Originally orange, now painted in red lacquer, it's a good example of a
custom Bricklin. There are some problems on the surface that I need
answering, though.

(1) The A/C fan blows and blows, yet little comes out of any vent. I
understand this to be a problem with these cars. Is this easily fixable?

(2) How easy is it to fix the gauges? The altimeter and tachometer are
both slumbering at this point in time, and the gas gauge jumps and
twitches more than a dope fiend stuck in an ant bed. Getting the thing
to hold still long enough to provide an accurate reading is like
expecting a three-year-old to sit perfectly still through a Shakespeare
reading.

(3) Does anyone have any advance tips for radio installation? I have
done custom installs on six vehicles, one of which was a 19-speaker,
five-month install on a Ford Taurus SHO that, given the choice, I'd
rather face a firing squad than do over again. The doors don't seem to
have enough room to hold speaker pods, and the stock locations behind
the driver's and passenger's heads are not acoustically desireable. I'm
thinking kickpanel pods in the floorboards, although that would require
the relocation of the dimmer switch.

(4) Anyone here ever consider a two-battery setup? I had one in the
Taurus SHO, separated by an isolator. The result was a 960 CCA battery
under the hood and a 1200 CCA battery running the stereo, and I didn't
have a dead battery in four years. These cars don't seem to hold a gold
medal in Ease Of Starting, and I'd like to render all aid possible.

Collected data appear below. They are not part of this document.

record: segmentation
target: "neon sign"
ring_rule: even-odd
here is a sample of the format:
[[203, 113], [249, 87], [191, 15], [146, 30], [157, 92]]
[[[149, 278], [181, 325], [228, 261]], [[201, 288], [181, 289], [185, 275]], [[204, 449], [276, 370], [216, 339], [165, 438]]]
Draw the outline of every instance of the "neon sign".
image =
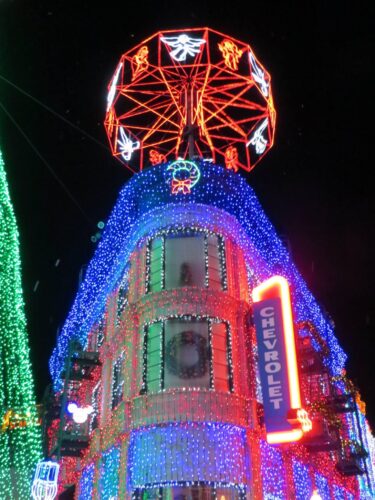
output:
[[162, 36], [161, 41], [173, 50], [170, 56], [175, 61], [186, 61], [186, 56], [195, 56], [201, 51], [201, 46], [206, 43], [202, 38], [190, 38], [188, 35]]
[[311, 430], [301, 408], [289, 285], [273, 276], [253, 290], [267, 441], [298, 441]]
[[189, 194], [199, 181], [201, 173], [194, 162], [177, 160], [168, 166], [167, 175], [173, 194]]

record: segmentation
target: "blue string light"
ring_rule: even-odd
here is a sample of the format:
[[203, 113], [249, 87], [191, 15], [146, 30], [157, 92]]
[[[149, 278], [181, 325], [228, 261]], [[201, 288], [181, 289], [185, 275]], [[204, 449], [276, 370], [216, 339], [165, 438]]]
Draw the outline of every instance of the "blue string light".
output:
[[251, 256], [255, 275], [266, 279], [278, 273], [288, 279], [296, 321], [310, 320], [315, 324], [330, 348], [327, 364], [332, 374], [340, 373], [346, 355], [337, 342], [332, 324], [308, 290], [245, 179], [202, 161], [199, 164], [201, 179], [192, 192], [174, 195], [167, 182], [166, 168], [167, 164], [136, 174], [121, 190], [50, 360], [55, 389], [61, 388], [59, 377], [69, 339], [76, 336], [85, 345], [90, 329], [103, 312], [108, 294], [121, 278], [131, 251], [145, 232], [151, 214], [157, 210], [177, 214], [187, 210], [190, 204], [202, 206], [203, 214], [206, 209], [202, 226], [209, 220], [210, 207], [237, 219], [240, 226], [232, 236], [245, 250], [248, 260]]
[[[117, 498], [119, 487], [120, 449], [113, 446], [103, 453], [100, 467], [99, 491], [102, 500]], [[91, 497], [86, 497], [91, 498]]]
[[309, 474], [309, 468], [293, 460], [293, 480], [296, 500], [306, 500], [312, 494], [312, 484]]
[[318, 472], [315, 474], [315, 487], [322, 497], [322, 500], [330, 500], [328, 479]]
[[178, 423], [133, 431], [128, 489], [204, 482], [243, 490], [249, 479], [246, 433], [221, 423]]
[[333, 498], [334, 500], [345, 500], [344, 490], [336, 484], [333, 485]]
[[78, 500], [87, 500], [88, 498], [93, 498], [94, 474], [95, 474], [94, 464], [89, 465], [83, 470], [81, 479], [79, 481]]
[[263, 497], [284, 500], [286, 495], [285, 467], [281, 453], [265, 441], [260, 442]]

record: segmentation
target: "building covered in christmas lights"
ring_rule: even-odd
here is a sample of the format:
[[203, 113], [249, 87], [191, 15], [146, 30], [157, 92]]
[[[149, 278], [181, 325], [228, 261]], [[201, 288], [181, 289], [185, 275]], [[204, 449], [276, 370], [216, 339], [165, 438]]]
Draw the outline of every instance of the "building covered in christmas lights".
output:
[[159, 32], [109, 85], [121, 190], [50, 361], [60, 492], [373, 498], [374, 439], [332, 321], [245, 178], [270, 149], [249, 45]]

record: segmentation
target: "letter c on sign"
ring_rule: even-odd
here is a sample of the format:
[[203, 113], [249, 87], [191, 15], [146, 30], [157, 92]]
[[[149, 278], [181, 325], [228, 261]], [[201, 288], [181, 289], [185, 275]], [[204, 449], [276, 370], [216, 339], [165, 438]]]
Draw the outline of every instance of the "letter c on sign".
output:
[[260, 310], [260, 315], [263, 318], [269, 318], [270, 316], [275, 315], [275, 311], [274, 311], [273, 307], [263, 307], [263, 309]]

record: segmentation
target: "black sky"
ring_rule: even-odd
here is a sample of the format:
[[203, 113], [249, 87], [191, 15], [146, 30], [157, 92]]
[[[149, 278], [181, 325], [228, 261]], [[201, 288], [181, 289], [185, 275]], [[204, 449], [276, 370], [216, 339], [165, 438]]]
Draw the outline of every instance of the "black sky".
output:
[[200, 26], [250, 43], [271, 73], [276, 141], [248, 180], [332, 316], [374, 426], [371, 1], [0, 0], [0, 147], [20, 230], [38, 398], [95, 248], [90, 237], [129, 178], [106, 143], [107, 84], [121, 54], [147, 36]]

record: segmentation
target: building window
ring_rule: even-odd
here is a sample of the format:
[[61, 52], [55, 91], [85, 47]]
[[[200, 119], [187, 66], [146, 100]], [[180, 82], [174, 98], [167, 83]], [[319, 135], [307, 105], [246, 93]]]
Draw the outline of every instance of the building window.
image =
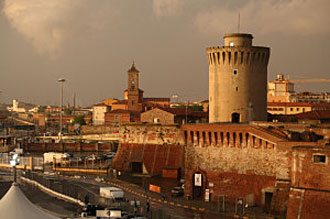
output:
[[290, 111], [293, 111], [293, 108], [290, 108]]
[[115, 115], [115, 120], [119, 120], [120, 119], [120, 115]]
[[132, 105], [134, 105], [134, 103], [135, 103], [135, 101], [134, 101], [134, 100], [132, 100]]
[[238, 70], [234, 69], [234, 75], [237, 75], [237, 73], [238, 73]]
[[322, 154], [314, 154], [313, 155], [313, 163], [326, 163], [327, 162], [327, 156]]
[[236, 87], [236, 92], [238, 92], [238, 87]]
[[234, 42], [230, 42], [229, 43], [229, 46], [234, 46]]
[[300, 108], [297, 108], [297, 111], [299, 112], [300, 111]]

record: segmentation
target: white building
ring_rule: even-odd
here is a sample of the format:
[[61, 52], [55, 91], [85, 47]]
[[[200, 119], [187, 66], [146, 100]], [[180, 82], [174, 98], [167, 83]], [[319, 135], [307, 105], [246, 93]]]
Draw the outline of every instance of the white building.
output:
[[104, 125], [105, 113], [110, 109], [109, 106], [100, 103], [93, 106], [93, 125]]
[[19, 102], [17, 100], [13, 100], [13, 106], [12, 107], [7, 107], [7, 110], [10, 112], [18, 112], [18, 113], [25, 113], [26, 109], [25, 108], [19, 108], [18, 106]]

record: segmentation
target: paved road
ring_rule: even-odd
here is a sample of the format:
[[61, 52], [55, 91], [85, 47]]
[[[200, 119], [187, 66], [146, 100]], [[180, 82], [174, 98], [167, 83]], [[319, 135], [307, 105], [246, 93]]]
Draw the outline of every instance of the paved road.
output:
[[[7, 175], [3, 172], [2, 174]], [[9, 181], [0, 181], [0, 198], [7, 193], [11, 184], [12, 182]], [[77, 210], [80, 209], [78, 205], [52, 197], [29, 184], [20, 184], [20, 188], [32, 203], [55, 216], [62, 218], [74, 217], [77, 215]]]
[[[109, 186], [109, 184], [97, 182], [93, 179], [66, 179], [68, 183], [79, 185], [84, 190], [89, 190], [91, 193], [98, 195], [100, 186]], [[125, 191], [126, 200], [139, 200], [141, 203], [142, 213], [146, 212], [146, 198], [141, 197], [140, 195], [130, 193]], [[180, 218], [191, 218], [191, 219], [209, 219], [209, 218], [225, 218], [220, 217], [218, 214], [213, 214], [210, 212], [200, 212], [191, 209], [185, 209], [181, 207], [175, 207], [171, 204], [164, 204], [159, 201], [151, 201], [151, 212], [149, 212], [148, 216], [152, 218], [158, 218], [158, 216], [162, 215], [164, 218], [171, 219], [180, 219]], [[141, 208], [139, 210], [141, 210]], [[130, 208], [129, 210], [132, 210]], [[232, 218], [232, 217], [230, 217]]]

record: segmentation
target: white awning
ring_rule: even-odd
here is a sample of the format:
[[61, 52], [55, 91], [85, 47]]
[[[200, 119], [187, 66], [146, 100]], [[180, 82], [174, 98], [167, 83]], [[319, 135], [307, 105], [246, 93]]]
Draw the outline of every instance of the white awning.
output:
[[0, 218], [6, 219], [59, 219], [39, 209], [28, 200], [17, 183], [13, 183], [0, 200]]

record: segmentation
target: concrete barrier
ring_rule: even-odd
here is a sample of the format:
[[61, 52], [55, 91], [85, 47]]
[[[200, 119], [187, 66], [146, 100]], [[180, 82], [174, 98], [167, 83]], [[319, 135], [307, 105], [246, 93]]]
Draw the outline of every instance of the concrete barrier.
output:
[[54, 197], [57, 197], [59, 199], [62, 199], [64, 201], [68, 201], [68, 202], [71, 202], [71, 203], [74, 203], [74, 204], [78, 204], [80, 206], [84, 206], [85, 203], [80, 201], [79, 199], [75, 199], [75, 198], [72, 198], [70, 196], [67, 196], [67, 195], [64, 195], [62, 193], [59, 193], [59, 192], [56, 192], [54, 190], [51, 190], [43, 185], [41, 185], [40, 183], [34, 181], [34, 180], [31, 180], [31, 179], [28, 179], [26, 177], [20, 177], [20, 179], [24, 182], [27, 182], [29, 184], [32, 184], [34, 186], [37, 186], [40, 190], [44, 191], [45, 193], [51, 195], [51, 196], [54, 196]]

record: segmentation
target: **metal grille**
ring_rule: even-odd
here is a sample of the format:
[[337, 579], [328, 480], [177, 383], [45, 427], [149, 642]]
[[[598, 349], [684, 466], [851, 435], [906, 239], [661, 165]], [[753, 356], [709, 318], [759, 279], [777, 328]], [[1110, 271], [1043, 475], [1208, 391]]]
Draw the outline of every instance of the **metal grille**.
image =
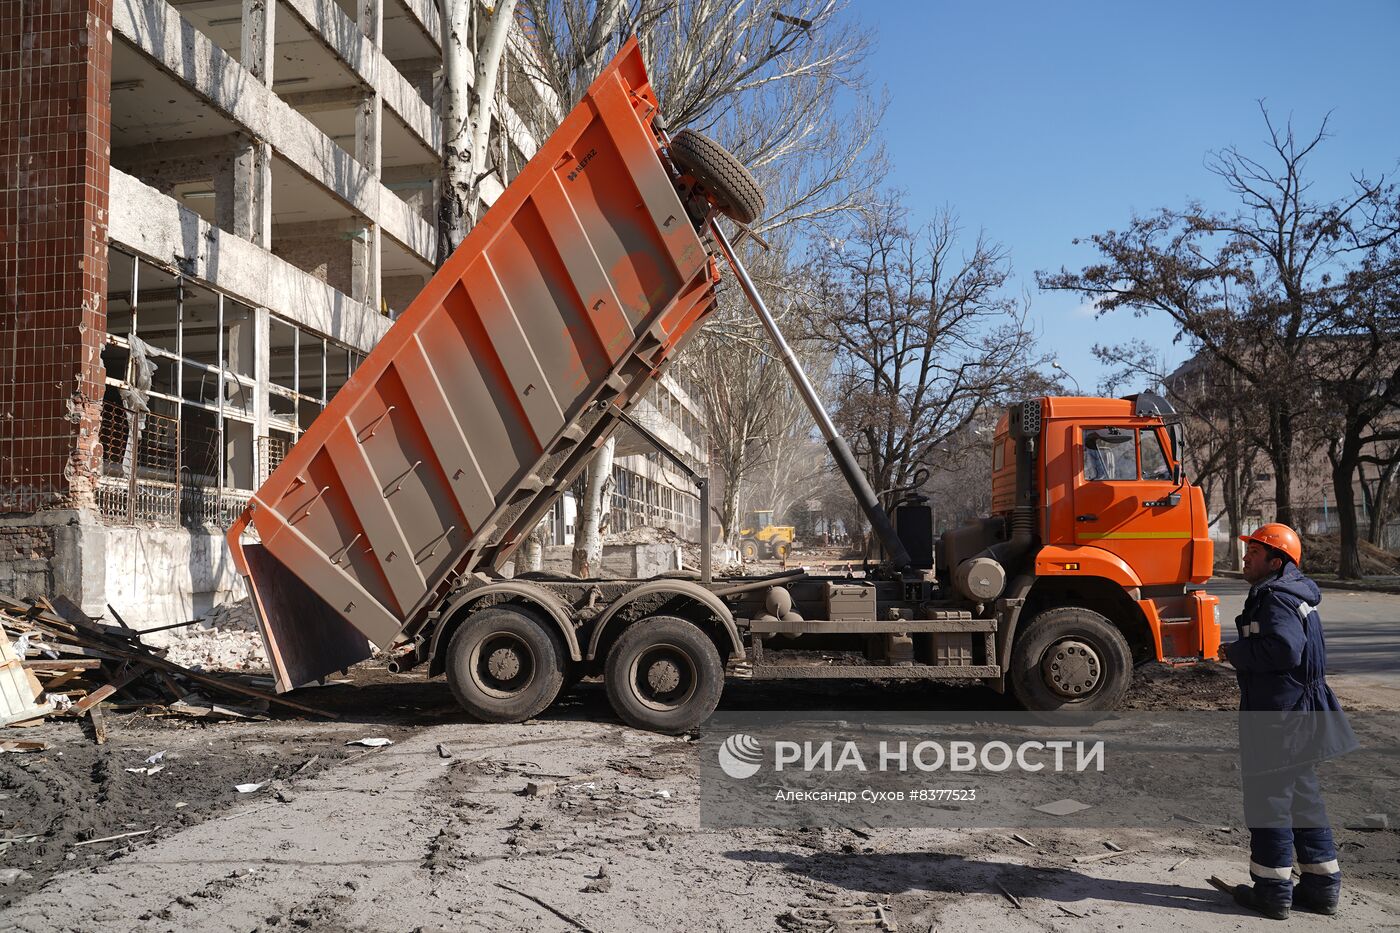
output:
[[175, 418], [132, 411], [107, 399], [100, 437], [97, 507], [110, 521], [226, 527], [248, 503], [246, 494], [219, 488], [211, 451], [196, 451], [198, 463], [180, 462], [180, 422]]
[[258, 485], [267, 482], [272, 471], [292, 449], [292, 442], [285, 437], [264, 436], [258, 438]]

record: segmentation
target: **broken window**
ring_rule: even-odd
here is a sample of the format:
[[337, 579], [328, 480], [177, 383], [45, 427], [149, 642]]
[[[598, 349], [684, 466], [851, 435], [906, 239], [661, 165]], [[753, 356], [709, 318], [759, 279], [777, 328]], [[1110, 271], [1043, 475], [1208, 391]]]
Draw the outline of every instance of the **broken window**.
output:
[[224, 368], [247, 379], [253, 378], [255, 356], [253, 341], [257, 331], [257, 315], [245, 304], [224, 299]]
[[224, 419], [224, 485], [251, 492], [253, 485], [253, 424]]
[[191, 362], [218, 366], [218, 294], [182, 281], [180, 301], [180, 355]]
[[351, 352], [332, 341], [326, 346], [326, 401], [335, 398], [350, 378]]
[[180, 352], [180, 287], [175, 276], [141, 263], [136, 276], [136, 335], [157, 350]]
[[306, 331], [297, 333], [297, 391], [320, 401], [326, 387], [326, 343]]

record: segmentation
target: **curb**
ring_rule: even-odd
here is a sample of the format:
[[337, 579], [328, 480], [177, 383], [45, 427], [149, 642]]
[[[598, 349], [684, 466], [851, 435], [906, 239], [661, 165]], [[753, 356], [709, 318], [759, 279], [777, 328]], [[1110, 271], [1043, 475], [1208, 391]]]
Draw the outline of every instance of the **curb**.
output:
[[[1217, 570], [1214, 576], [1225, 577], [1230, 580], [1243, 580], [1244, 574], [1238, 570]], [[1391, 593], [1400, 595], [1400, 584], [1395, 583], [1367, 583], [1365, 580], [1329, 580], [1326, 577], [1309, 577], [1314, 583], [1325, 590], [1351, 590], [1355, 593]], [[1209, 584], [1207, 583], [1207, 586]]]

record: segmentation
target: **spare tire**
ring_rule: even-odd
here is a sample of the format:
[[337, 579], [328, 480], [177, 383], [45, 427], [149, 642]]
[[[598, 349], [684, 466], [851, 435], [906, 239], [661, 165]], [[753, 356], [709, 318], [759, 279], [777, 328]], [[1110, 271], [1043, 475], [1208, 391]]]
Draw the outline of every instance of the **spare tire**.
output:
[[763, 214], [763, 190], [744, 164], [728, 149], [693, 130], [671, 137], [671, 161], [695, 181], [715, 206], [741, 224], [751, 224]]

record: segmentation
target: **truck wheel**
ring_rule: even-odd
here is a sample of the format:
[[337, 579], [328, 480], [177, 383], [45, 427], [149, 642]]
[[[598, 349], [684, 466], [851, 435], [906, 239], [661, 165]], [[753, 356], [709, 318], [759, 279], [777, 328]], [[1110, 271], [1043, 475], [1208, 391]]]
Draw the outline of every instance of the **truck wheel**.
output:
[[739, 223], [751, 224], [763, 213], [763, 189], [744, 163], [708, 136], [692, 130], [672, 136], [671, 161], [694, 175], [716, 206]]
[[483, 722], [520, 722], [553, 703], [568, 658], [553, 624], [524, 606], [475, 613], [447, 647], [447, 683]]
[[724, 690], [719, 651], [675, 616], [634, 623], [608, 652], [603, 685], [623, 722], [675, 734], [709, 718]]
[[758, 560], [758, 542], [748, 538], [740, 541], [739, 557], [743, 560]]
[[774, 560], [787, 560], [788, 555], [792, 553], [792, 545], [789, 544], [787, 541], [774, 541], [772, 544], [772, 548]]
[[1091, 609], [1047, 609], [1011, 649], [1011, 685], [1032, 712], [1116, 709], [1128, 692], [1128, 640]]

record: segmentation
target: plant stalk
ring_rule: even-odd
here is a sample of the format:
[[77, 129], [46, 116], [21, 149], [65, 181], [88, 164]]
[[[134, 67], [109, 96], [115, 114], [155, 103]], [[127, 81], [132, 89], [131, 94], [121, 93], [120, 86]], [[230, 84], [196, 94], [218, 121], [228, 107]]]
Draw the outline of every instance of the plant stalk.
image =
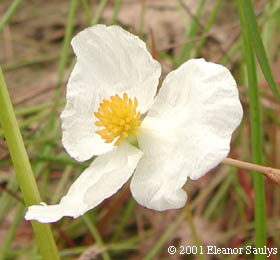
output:
[[[8, 149], [13, 162], [15, 175], [19, 183], [26, 206], [39, 204], [41, 197], [23, 143], [8, 89], [0, 67], [0, 122], [5, 134]], [[31, 222], [41, 256], [44, 260], [58, 260], [59, 255], [50, 226]]]

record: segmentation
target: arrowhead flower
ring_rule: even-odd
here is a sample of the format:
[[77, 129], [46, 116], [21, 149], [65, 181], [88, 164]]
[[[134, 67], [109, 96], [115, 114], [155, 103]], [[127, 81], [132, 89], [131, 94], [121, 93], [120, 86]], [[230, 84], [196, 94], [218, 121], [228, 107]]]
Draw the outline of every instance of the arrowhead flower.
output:
[[191, 59], [170, 72], [156, 95], [160, 64], [137, 36], [92, 26], [72, 40], [77, 56], [61, 115], [62, 143], [78, 161], [98, 156], [59, 204], [29, 207], [42, 223], [77, 218], [131, 178], [141, 205], [184, 206], [187, 178], [200, 178], [228, 154], [242, 107], [223, 66]]

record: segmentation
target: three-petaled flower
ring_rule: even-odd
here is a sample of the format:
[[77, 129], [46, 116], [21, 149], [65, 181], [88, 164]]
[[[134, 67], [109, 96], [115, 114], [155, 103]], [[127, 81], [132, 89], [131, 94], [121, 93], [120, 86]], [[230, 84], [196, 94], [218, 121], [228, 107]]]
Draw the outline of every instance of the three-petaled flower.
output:
[[191, 59], [156, 95], [160, 64], [137, 36], [96, 25], [72, 40], [77, 63], [61, 115], [62, 143], [78, 161], [98, 157], [57, 205], [29, 207], [28, 220], [79, 217], [132, 176], [135, 200], [150, 209], [184, 206], [182, 187], [228, 154], [242, 118], [235, 80], [223, 66]]

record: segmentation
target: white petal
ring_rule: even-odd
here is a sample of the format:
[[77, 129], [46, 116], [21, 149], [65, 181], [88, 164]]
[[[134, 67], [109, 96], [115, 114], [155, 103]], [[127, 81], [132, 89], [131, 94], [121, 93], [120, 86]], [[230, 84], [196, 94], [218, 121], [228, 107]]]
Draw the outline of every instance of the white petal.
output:
[[126, 92], [145, 113], [154, 101], [160, 65], [145, 43], [118, 26], [95, 25], [75, 36], [77, 64], [67, 85], [67, 105], [61, 115], [63, 145], [82, 161], [112, 149], [95, 134], [94, 112], [104, 98]]
[[[169, 73], [149, 117], [173, 127], [185, 157], [184, 174], [197, 179], [217, 166], [230, 150], [243, 111], [227, 68], [203, 59], [189, 60]], [[178, 138], [177, 138], [178, 139]], [[175, 157], [170, 155], [170, 162]]]
[[58, 205], [28, 208], [25, 219], [55, 222], [64, 216], [77, 218], [116, 193], [132, 175], [142, 152], [124, 142], [95, 159], [70, 187]]
[[132, 177], [133, 197], [155, 210], [183, 207], [187, 177], [201, 177], [226, 157], [242, 113], [225, 67], [190, 60], [171, 72], [139, 131], [144, 155]]
[[158, 211], [181, 208], [187, 199], [181, 189], [187, 180], [185, 155], [178, 147], [178, 137], [164, 126], [165, 122], [156, 118], [143, 121], [138, 135], [143, 157], [130, 185], [139, 204]]

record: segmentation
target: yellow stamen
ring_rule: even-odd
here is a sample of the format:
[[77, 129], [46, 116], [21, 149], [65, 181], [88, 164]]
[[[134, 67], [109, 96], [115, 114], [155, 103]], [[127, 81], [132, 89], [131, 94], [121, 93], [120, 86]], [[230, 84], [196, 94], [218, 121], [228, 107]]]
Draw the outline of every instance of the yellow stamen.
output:
[[123, 94], [123, 98], [115, 95], [110, 100], [104, 99], [98, 111], [94, 112], [99, 120], [95, 122], [95, 125], [102, 127], [96, 133], [106, 143], [111, 143], [118, 138], [115, 142], [116, 146], [129, 135], [137, 136], [137, 128], [141, 125], [141, 114], [136, 112], [137, 106], [137, 99], [134, 98], [133, 102], [126, 93]]

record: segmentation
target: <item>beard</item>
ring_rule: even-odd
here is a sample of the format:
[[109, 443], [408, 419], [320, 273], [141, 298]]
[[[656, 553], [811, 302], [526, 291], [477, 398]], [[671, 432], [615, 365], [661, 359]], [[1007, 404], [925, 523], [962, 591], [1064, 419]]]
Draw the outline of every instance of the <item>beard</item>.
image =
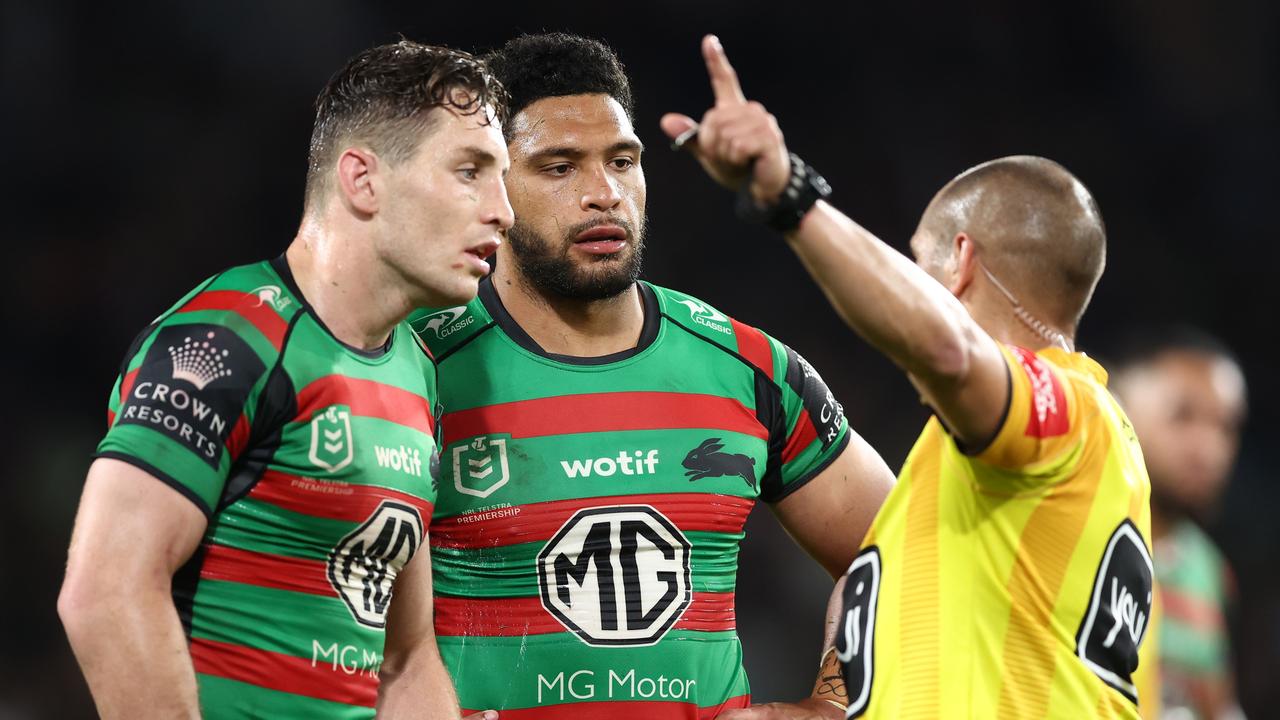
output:
[[[599, 255], [575, 263], [570, 251], [573, 239], [597, 225], [617, 225], [626, 232], [627, 246], [612, 255]], [[644, 256], [644, 220], [639, 227], [620, 218], [592, 220], [568, 228], [560, 243], [538, 234], [516, 220], [507, 231], [511, 256], [529, 284], [544, 295], [571, 300], [605, 300], [617, 297], [640, 277]]]

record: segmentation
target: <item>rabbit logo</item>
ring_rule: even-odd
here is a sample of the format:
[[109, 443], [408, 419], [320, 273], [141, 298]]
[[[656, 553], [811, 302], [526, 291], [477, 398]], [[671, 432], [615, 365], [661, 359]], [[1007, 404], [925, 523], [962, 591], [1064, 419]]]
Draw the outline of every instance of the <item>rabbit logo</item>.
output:
[[720, 452], [724, 444], [720, 438], [707, 438], [702, 444], [689, 451], [681, 465], [685, 467], [685, 475], [689, 481], [709, 477], [727, 477], [737, 475], [746, 481], [752, 490], [756, 489], [756, 459], [741, 453]]

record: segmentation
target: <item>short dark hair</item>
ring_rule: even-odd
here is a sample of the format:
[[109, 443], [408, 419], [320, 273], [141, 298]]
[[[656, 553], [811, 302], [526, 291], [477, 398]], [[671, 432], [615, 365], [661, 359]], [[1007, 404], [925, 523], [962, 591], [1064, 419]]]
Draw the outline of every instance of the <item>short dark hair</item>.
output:
[[1013, 155], [947, 183], [920, 227], [950, 246], [973, 238], [986, 267], [1024, 304], [1075, 332], [1106, 265], [1107, 231], [1089, 189], [1047, 158]]
[[543, 98], [602, 93], [635, 122], [631, 81], [617, 54], [599, 40], [562, 32], [521, 35], [484, 61], [510, 93], [512, 117]]
[[327, 191], [345, 143], [364, 142], [387, 162], [404, 162], [440, 107], [462, 115], [489, 108], [499, 122], [507, 119], [502, 83], [468, 53], [401, 40], [352, 57], [316, 98], [307, 206]]

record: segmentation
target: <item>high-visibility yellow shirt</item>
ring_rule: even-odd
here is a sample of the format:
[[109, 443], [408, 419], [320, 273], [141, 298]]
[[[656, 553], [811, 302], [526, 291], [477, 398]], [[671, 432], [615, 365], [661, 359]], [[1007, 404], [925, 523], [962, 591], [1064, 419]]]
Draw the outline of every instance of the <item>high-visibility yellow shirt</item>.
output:
[[1010, 402], [963, 452], [930, 419], [850, 567], [849, 717], [1137, 718], [1151, 486], [1106, 372], [1002, 347]]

(5) The doors of this particular car seem to want to imitate Dustin
Hoffman's character in "Rain Man." They have been converted to air,
complete with the secondary air shock to reduce stress. It was a good
conversion, although there is now a leak somewhere in the system. The
current owner had manually filled the air tank in the rear prior to my
test drive, and the first three or four times I operated the doors,
everything went fine. The fifth time--I was trying to shut the driver's
door--something went higgledy-piggledy. I pushed the "down" button, only
to hear air escaping quickly behind my head, while the door stayed up.
When I finally got the door down, I realized I'd bled the entire
contents of the air tank completely out. Also, this car has an air leak
somewhere.

(5b) If I'm filling the rear air tank manually, what psi do I fill it
to?

(6) Anyone make a decent car cover for this thing? From experience with
my Dad's Corvette, I can tell you that 99% of the car covers in this
world do exactly nil of what they promise on the box. "Water-proof"
means that after a rain, you'll have "proof" that "water" is now all
over your paint. I don't intend to store this thing in the elements, but
there will be times when it will be parked outside in drizzly or rainy
weather, and I'd like to find a car cover that, at the bare minimum, is
not a synonym for the word "sieve". Any sugggestions?